Zahoor, Haris; Luketich, James D; Weksler, Benny; Winger, Daniel G; Christie, Neil A; Levy, Ryan M; Gibson, Michael K; Davison, Jon M; Nason, Katie S.
Affiliation
  • Zahoor H; Department of Medicine, University of Pittsburgh, Pittsburgh, PA, USA.
  • Luketich JD; Department of Cardiothoracic Surgery, University of Pittsburgh, 5200 Centre Ave, Suite 715, Shadyside Medical Building, Pittsburgh, PA 15232, USA.

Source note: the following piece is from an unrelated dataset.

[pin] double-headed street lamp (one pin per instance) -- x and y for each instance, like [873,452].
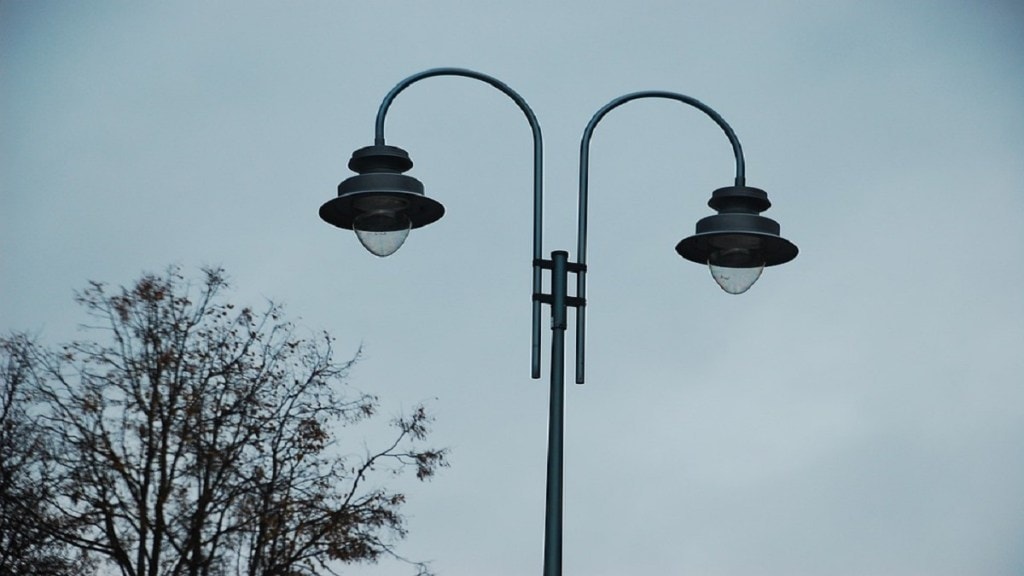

  • Weksler B; Division of Cardiothoracic Surgery, University of Tennessee Health Science Center, Memphis, TN, USA.
  • Winger DG; Clinical and Translational Science Institute, University of Pittsburgh, Pittsburgh, PA, USA.
  • Christie NA; Department of Cardiothoracic Surgery, University of Pittsburgh, 5200 Centre Ave, Suite 715, Shadyside Medical Building, Pittsburgh, PA 15232, USA.
  • Levy RM; Department of Cardiothoracic Surgery, University of Pittsburgh, 5200 Centre Ave, Suite 715, Shadyside Medical Building, Pittsburgh, PA 15232, USA.
  • Gibson MK; Division of Hematology and Oncology, Department of Medicine, Case Western Reserve University, Cleveland, OH, USA.
  • Davison JM; Department of Pathology, University of Pittsburgh, Pittsburgh, PA, USA.
  • Nason KS; Department of Cardiothoracic Surgery, University of Pittsburgh, 5200 Centre Ave, Suite 715, Shadyside Medical Building, Pittsburgh, PA 15232, USA. Electronic address: nasonks@upmc.edu.
Am J Surg ; 210(4): 610-7, 2015 Oct.
Article in En | MEDLINE | ID: mdl-26188709
BACKGROUND: Staging for esophagogastric adenocarcinoma lacked sufficient prognostic accuracy and was revised. We compared survival prognostication between American Joint Committee on Cancer (AJCC) 6th and 7th editions. METHODS: We abstracted data for 836 patients who underwent minimally invasive esophagectomy for esophagogastric adenocarcinoma (n = 256 neoadjuvant). Monotonicity and strength of survival trends, by stage, were assessed (log-rank test of trend chi-square statistic) and compared using permutation testing. Overall survival (Cox regression) and model fit (Akaike Information Criterion) were determined. RESULTS: A greater log-rank test of trend statistic indicated stronger survival trends by stage in AJCC 7th (152.872 vs 167.623; permutation test P < .001) edition. Greater Cox likelihood chi-square value (162.957 vs 173.951) and lower Akaike Information Criterion (4,831.011 vs 4,820.016) indicated better model fit. Superior performance was also shown after neoadjuvant therapy. CONCLUSION: AJCC 7th edition staging for esophagogastric adenocarcinoma provides superior prognostic stratification after minimally invasive esophagectomy, overall and after neoadjuvant therapy compared with AJCC 6th edition.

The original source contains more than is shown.